Stagnation is a term that can be used to describe an economy that has little or no growth. It is a state in which an economy experiences little activities and its development or growth is thereby truncated. A stagnant economy is not a moving economy, in this type of economy, the level of unemployment is on the rise and industries record smaller sales.
How does Stagnation Work?
Stagnation does not only affect an economy, but industries or individuals can also experience stagnation. For instance, stagnation in an industry can mean reduces sales growth, an increase in involuntary and part-time labor by employees and others. Stagnation in an economy affects the totality of a country, which is why in many countries, the Central banks or Federal Reserves use certain monetary policies to control stagnation. The effects of stagnation include a decrease in economic output, a rise in unemployment, reduced job growth, lack of increase in wage for labor, a decline in sales and outputs, among others.
Situations Where Stagnation Arises
In many cases, stagnation occur for natural reasons while on other cases, stagnation is a result of unfavorable events. For instance, if an economy experiences stagnation due to certain patterns in the economic cycle, this does not require panic because the economy will be stable since the stagnation is natural. In business also, certain business activities or normal operations of a business can cause stagnation. Economies and businesses recover from natural stagnation is a short time unlike stagnation caused by unnatural causes.

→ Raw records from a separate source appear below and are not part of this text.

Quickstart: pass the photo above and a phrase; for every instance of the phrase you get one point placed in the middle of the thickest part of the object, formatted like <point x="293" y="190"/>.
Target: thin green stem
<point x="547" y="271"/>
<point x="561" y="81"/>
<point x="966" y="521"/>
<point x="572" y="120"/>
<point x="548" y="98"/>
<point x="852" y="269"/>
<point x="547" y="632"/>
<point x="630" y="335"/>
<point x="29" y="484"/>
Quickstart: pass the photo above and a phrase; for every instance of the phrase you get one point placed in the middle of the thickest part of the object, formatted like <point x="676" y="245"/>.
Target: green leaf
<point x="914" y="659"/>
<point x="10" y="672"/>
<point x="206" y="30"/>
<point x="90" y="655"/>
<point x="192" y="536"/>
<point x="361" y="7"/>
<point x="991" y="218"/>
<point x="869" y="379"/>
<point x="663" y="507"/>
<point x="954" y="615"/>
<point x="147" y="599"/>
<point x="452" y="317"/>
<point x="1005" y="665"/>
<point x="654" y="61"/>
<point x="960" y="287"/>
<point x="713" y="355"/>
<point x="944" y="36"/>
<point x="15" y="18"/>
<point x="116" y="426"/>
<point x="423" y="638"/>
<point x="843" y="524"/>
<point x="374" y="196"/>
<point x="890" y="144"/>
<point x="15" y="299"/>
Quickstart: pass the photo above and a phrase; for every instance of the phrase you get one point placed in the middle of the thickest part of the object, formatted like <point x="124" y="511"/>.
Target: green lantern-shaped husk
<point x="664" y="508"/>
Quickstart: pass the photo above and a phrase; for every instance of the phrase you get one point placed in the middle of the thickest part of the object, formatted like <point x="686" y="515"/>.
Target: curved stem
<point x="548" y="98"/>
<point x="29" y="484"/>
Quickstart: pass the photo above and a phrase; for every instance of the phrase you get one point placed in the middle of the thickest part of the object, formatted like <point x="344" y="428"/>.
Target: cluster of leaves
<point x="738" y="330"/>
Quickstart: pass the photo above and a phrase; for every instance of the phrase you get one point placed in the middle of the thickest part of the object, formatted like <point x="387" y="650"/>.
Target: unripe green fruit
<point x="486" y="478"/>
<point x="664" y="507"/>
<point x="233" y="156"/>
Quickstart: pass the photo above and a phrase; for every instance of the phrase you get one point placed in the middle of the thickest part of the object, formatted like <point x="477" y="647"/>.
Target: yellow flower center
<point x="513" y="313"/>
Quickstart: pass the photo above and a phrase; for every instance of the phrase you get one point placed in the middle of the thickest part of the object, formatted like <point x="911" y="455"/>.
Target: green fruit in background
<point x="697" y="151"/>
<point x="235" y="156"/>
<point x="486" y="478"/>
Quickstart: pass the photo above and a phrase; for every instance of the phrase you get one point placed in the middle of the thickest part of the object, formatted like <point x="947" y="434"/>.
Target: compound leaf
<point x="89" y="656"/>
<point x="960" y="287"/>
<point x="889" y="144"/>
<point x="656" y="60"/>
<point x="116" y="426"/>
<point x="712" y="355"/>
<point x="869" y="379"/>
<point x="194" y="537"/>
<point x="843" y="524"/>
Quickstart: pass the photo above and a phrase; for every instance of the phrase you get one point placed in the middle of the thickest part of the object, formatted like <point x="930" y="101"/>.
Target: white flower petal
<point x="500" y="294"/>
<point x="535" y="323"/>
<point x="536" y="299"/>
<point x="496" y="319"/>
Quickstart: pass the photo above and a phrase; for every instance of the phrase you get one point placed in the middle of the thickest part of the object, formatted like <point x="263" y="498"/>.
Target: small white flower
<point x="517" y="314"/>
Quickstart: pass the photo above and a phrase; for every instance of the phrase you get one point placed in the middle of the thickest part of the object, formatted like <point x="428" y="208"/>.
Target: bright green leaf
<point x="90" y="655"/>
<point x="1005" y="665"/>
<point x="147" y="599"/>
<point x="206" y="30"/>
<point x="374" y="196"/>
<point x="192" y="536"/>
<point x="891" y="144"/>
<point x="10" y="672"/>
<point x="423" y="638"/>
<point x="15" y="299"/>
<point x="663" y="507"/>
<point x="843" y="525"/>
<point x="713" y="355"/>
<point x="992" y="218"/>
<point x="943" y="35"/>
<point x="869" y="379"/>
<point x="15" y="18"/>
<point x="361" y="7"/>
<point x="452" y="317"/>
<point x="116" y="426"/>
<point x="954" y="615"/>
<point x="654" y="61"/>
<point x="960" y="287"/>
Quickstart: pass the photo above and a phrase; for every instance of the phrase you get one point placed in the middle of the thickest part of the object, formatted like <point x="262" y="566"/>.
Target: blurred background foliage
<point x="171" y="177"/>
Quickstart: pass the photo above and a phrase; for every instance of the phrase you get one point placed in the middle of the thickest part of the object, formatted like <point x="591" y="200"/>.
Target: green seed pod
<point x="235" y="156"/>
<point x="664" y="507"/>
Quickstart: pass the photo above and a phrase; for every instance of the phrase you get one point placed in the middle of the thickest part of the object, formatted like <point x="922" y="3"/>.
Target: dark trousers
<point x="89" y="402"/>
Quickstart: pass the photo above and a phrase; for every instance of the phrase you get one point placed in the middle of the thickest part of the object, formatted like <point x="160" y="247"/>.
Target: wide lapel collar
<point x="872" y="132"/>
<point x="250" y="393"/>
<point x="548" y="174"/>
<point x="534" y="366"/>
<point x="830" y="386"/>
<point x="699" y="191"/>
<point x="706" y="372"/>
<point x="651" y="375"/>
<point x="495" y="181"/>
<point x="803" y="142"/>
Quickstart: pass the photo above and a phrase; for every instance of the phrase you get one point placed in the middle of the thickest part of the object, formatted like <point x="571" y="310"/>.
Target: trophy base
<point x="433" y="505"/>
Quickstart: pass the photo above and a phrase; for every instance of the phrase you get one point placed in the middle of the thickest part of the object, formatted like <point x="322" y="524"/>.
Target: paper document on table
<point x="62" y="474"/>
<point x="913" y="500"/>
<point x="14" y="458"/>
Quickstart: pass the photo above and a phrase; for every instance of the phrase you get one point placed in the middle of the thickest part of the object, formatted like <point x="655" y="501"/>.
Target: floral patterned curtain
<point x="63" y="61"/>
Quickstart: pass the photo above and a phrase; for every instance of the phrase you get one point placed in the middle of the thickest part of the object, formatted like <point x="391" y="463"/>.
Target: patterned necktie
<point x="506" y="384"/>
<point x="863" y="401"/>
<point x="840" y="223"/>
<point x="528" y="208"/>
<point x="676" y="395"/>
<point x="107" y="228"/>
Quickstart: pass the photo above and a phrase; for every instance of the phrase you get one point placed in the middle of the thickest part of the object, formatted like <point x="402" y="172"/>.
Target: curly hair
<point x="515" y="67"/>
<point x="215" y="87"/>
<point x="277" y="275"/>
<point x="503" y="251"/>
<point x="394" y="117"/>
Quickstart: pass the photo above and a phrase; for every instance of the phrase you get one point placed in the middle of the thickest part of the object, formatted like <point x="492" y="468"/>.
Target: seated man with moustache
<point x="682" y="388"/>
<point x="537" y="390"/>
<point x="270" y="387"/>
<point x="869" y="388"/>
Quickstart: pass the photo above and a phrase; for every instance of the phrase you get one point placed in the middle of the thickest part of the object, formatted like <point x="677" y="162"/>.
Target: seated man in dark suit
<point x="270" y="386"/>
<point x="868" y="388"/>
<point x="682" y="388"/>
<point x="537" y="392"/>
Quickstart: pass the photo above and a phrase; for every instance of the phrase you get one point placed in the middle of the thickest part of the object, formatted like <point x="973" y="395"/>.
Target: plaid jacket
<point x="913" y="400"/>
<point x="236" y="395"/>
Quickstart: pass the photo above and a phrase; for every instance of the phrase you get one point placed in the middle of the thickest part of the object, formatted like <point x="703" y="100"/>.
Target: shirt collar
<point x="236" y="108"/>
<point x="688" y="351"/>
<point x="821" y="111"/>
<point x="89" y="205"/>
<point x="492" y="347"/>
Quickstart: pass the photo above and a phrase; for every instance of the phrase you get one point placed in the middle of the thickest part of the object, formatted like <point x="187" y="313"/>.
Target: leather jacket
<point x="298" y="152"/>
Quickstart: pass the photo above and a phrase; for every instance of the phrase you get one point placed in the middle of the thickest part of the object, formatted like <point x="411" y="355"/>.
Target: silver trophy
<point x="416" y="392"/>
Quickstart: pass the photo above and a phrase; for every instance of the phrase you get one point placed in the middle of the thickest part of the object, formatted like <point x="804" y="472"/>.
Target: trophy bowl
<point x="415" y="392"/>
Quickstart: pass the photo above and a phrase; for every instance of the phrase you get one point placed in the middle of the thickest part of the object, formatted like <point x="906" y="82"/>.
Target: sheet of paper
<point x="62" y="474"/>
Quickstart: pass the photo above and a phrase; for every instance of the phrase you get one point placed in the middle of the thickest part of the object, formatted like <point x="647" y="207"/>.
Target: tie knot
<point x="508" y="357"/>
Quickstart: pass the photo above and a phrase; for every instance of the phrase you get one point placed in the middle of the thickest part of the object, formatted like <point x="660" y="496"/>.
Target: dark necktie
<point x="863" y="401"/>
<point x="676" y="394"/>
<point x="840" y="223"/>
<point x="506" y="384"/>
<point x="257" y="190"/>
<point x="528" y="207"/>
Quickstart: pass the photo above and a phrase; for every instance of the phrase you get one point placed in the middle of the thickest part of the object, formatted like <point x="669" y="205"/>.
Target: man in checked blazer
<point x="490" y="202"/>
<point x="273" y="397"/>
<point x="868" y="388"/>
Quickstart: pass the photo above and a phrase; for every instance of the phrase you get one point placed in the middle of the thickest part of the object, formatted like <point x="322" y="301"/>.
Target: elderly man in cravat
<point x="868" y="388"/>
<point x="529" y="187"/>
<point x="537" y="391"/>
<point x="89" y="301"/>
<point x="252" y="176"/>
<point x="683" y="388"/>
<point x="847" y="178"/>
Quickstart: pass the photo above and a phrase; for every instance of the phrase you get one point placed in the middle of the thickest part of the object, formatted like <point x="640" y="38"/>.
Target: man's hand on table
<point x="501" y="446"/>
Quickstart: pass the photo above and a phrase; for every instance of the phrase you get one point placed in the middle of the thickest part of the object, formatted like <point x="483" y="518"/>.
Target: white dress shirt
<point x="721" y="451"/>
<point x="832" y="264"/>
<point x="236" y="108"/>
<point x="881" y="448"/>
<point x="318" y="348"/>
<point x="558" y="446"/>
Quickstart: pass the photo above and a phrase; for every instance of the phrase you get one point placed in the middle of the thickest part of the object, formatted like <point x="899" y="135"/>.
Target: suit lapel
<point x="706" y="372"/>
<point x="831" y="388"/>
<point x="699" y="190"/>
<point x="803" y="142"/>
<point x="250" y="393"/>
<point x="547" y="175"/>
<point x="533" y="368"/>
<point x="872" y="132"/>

Some economists posit that when a stable economy can be in a stationary state of stagnation because when stagnation affects such an economy, it tends to be permanent unlike a developed economy that experiences secular stagnation Emerging economies otherwise called underdeveloped economies can be under the siege of stagnation due to their inability to adopt initiatives that will make them grow or develop. Both internal and external factors in an economy lead to stagnation, trends in an economic cycle, war, turbulence, natural disasters, famine are some of the causes. Not all static states qualify as stagnation, in some cases, an economy can be in a condition in which rising or falling form ts present economic state is not attainable, this is called static equilibrium. Economists, however, maintain that static equilibrium has negative consequences on an economy to the extent that it can become a long-term stagnation in the long run.